Je ne commettrai pas pire désastre que notre création. La voie du sarcasme absolu est donc libre, il ne risque plus rien. Surtout pas de faire entendre sa propre voix.

San-Nom martèle du tac au tac ses mots, ses idées, ses pensées. Crachés en rimes déboulées les unes après les autres, une, deux, trois syllabes, trainées de ricochets. Ta ta ta, à peine le temps de reprendre son souffle, il fait aussi agilement rebondir la mélodie le petit génie. San-Nom dégomme sans frontière avec un timbre séduisant. Celui de son oreille musicienne auto-construite avec le temps. Il est comme cela, solitaire et passionné. A trois ans, il écoute Renaud, prend l’humour pour langage comptant et se part d’un bandana rouge, effronté. Il est perché ce fils de gens sans histoire, reclus dans les combles de la maison familiale, à l’abri du monde, derrière son mur de sons. Sa première écoute classique, il la déteste, alors il la décortique pour la comprendre et s’enfile des intégrales d’impromptus. Touché, confus. Il aime le classique. Et un à un, tous les genres auxquels il frotte les cordes de sa guitare. En fait, il aime la Musique : Henri Dès, Gainsbourg, Pink Floyd n’ont rien à voir, il n’est pas éclectique par hasard.

L’école l’ennuie. Heureusement qu’il lit, qu’il entend, qu’il fredonne et qu’il écrit, les clés pour collectionner les années et toper une mention, pied de nez à l’institution.

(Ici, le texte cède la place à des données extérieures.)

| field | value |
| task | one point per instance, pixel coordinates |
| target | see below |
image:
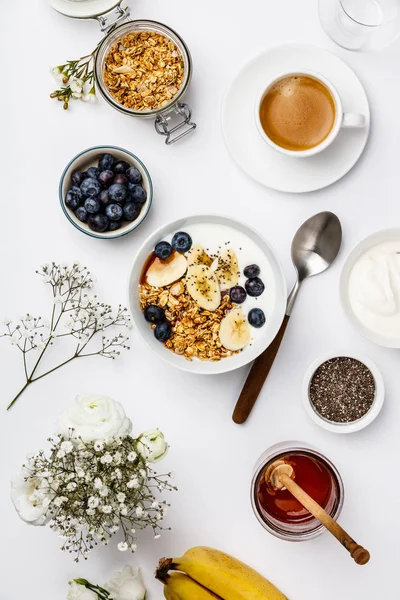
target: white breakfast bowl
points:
(367, 243)
(89, 158)
(274, 281)
(352, 426)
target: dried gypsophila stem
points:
(93, 490)
(85, 319)
(77, 80)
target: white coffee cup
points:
(342, 120)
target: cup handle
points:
(351, 120)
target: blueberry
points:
(103, 197)
(163, 250)
(131, 211)
(182, 242)
(93, 172)
(254, 287)
(92, 205)
(77, 177)
(121, 178)
(133, 174)
(120, 167)
(81, 214)
(106, 177)
(117, 192)
(114, 225)
(90, 187)
(137, 193)
(251, 271)
(98, 223)
(114, 212)
(237, 294)
(73, 198)
(162, 331)
(154, 314)
(106, 162)
(256, 317)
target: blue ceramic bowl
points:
(89, 158)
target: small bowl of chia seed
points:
(343, 393)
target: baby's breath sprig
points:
(74, 315)
(77, 80)
(93, 490)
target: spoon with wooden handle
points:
(280, 474)
(314, 248)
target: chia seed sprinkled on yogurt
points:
(342, 390)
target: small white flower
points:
(106, 459)
(98, 445)
(67, 446)
(93, 502)
(122, 546)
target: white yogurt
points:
(374, 289)
(217, 237)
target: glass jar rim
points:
(144, 25)
(274, 454)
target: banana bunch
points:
(205, 573)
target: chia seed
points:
(342, 390)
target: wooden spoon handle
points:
(358, 553)
(258, 374)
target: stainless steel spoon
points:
(314, 248)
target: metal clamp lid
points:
(163, 127)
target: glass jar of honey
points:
(278, 511)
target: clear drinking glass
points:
(363, 25)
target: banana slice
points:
(202, 285)
(226, 267)
(234, 332)
(198, 256)
(164, 272)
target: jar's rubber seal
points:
(83, 9)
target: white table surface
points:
(212, 457)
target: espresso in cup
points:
(297, 112)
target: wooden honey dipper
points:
(281, 474)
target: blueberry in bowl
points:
(106, 192)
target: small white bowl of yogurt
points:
(370, 287)
(209, 333)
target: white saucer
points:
(83, 9)
(264, 164)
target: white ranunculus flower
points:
(80, 592)
(30, 503)
(152, 445)
(95, 418)
(127, 584)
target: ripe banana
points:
(234, 332)
(222, 574)
(203, 286)
(226, 268)
(178, 586)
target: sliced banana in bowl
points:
(234, 332)
(202, 284)
(226, 267)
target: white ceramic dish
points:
(353, 425)
(274, 296)
(263, 163)
(83, 9)
(370, 241)
(89, 158)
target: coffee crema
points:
(297, 112)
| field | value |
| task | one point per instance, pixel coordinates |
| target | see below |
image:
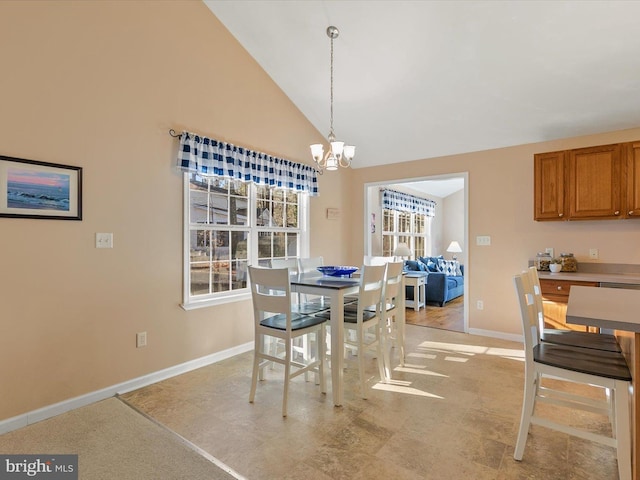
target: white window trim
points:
(190, 303)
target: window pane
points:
(238, 211)
(292, 216)
(292, 245)
(200, 245)
(277, 214)
(279, 244)
(387, 221)
(387, 245)
(264, 245)
(200, 278)
(198, 202)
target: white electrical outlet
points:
(141, 339)
(104, 240)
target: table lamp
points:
(454, 247)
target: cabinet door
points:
(549, 188)
(595, 182)
(633, 181)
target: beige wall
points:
(501, 205)
(98, 85)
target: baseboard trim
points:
(49, 411)
(495, 334)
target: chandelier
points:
(339, 154)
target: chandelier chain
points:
(331, 134)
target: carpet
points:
(114, 441)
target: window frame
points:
(406, 218)
(189, 301)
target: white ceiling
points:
(421, 79)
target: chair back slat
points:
(371, 286)
(270, 291)
(393, 280)
(528, 315)
(310, 264)
(291, 263)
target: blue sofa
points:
(440, 287)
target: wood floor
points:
(449, 317)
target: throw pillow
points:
(450, 267)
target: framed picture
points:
(32, 189)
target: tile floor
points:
(451, 413)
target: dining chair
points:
(393, 320)
(273, 318)
(595, 368)
(364, 320)
(598, 341)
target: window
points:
(230, 224)
(404, 227)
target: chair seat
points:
(597, 341)
(350, 316)
(592, 362)
(298, 321)
(353, 307)
(310, 308)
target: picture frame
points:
(42, 190)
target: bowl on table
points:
(337, 270)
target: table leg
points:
(337, 346)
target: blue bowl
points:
(337, 270)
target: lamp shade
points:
(454, 247)
(402, 250)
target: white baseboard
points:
(49, 411)
(494, 334)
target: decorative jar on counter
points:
(569, 262)
(542, 261)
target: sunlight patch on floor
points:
(387, 387)
(405, 369)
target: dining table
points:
(613, 309)
(336, 289)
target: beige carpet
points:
(114, 441)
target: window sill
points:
(212, 302)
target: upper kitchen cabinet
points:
(595, 182)
(588, 183)
(549, 186)
(633, 179)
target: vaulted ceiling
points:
(421, 79)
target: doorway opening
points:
(449, 224)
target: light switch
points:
(483, 240)
(104, 240)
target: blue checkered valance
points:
(207, 156)
(404, 202)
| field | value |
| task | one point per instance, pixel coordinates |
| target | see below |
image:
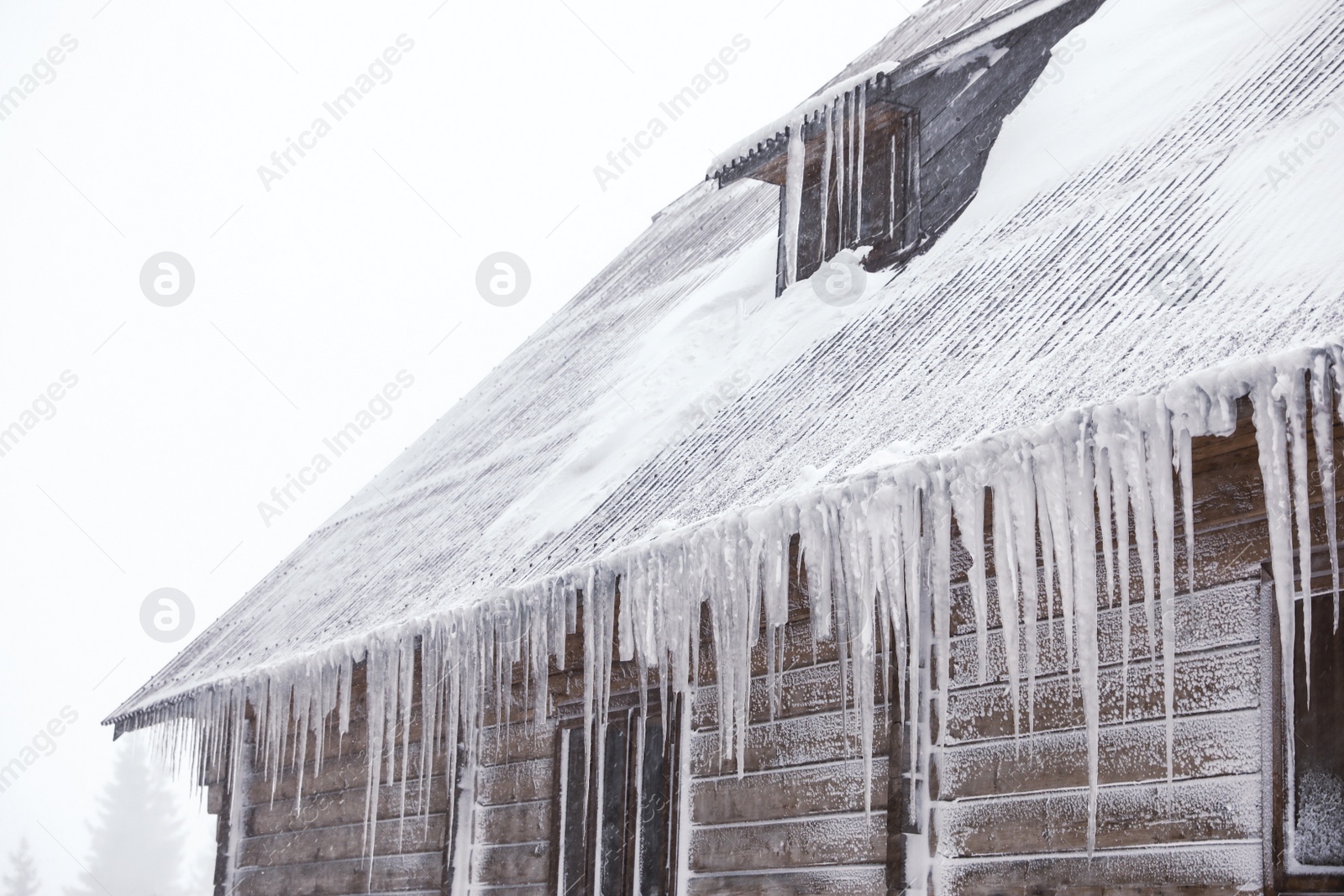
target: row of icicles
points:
(878, 553)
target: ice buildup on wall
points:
(875, 566)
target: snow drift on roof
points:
(674, 389)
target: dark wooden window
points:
(860, 184)
(616, 832)
(846, 204)
(1307, 794)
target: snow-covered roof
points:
(938, 33)
(676, 387)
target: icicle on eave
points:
(878, 574)
(793, 202)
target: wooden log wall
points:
(1011, 813)
(316, 846)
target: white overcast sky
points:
(309, 297)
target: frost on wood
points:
(875, 562)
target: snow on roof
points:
(934, 35)
(675, 387)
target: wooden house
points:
(1007, 566)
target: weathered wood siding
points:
(316, 846)
(796, 820)
(1012, 815)
(1011, 812)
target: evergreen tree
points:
(22, 879)
(138, 841)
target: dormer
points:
(887, 157)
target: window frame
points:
(900, 195)
(625, 711)
(1283, 875)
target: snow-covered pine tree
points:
(138, 840)
(22, 878)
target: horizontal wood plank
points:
(870, 880)
(1215, 681)
(790, 793)
(511, 866)
(1126, 815)
(387, 875)
(844, 840)
(1203, 747)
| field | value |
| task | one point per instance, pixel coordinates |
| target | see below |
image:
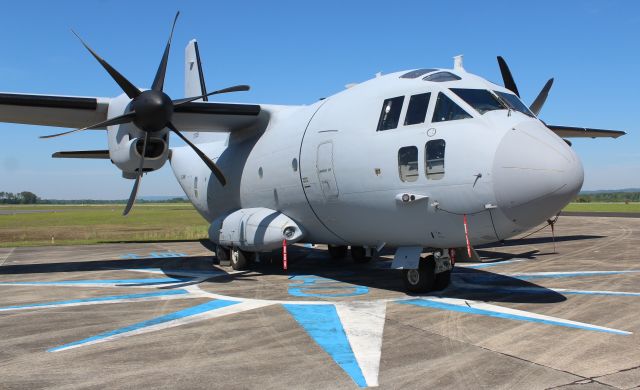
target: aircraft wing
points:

Révélation : San-Nom sort de sa taverne et décide de brouiller les idées noires pour un avenir lumineux. Fini de cloner son look dans le regard de ses errances musicales. Le déclic est un électrochoc. Un concert de Joke. Son frère l’a traîné, il a aimé ces paroles libérées et ces gens qui sautent la joie ! La veille, le rap, il ne comprenait pas. Mais il fait ce qu’il sait faire ; reprendre aux prémisses et dresser l’inventaire. De NTM à aujourd’hui. Le début d’une nouvelle vie. Il annonce à sa mère deux ans de liberté pour percer. Une folie bien pensée. Il a choisi d’être heureux et le bonheur choisit ceux qui le nomment. Les premières parties, backées par son frangin, engendrent les rencontres hors normes. Il a la chance à ses trousses. Pas l’ombre d’un doute. Et comme il tient ses promesses et le bout de son engagement, il signe à 20 ans, un plein-temps ; vivre de musique.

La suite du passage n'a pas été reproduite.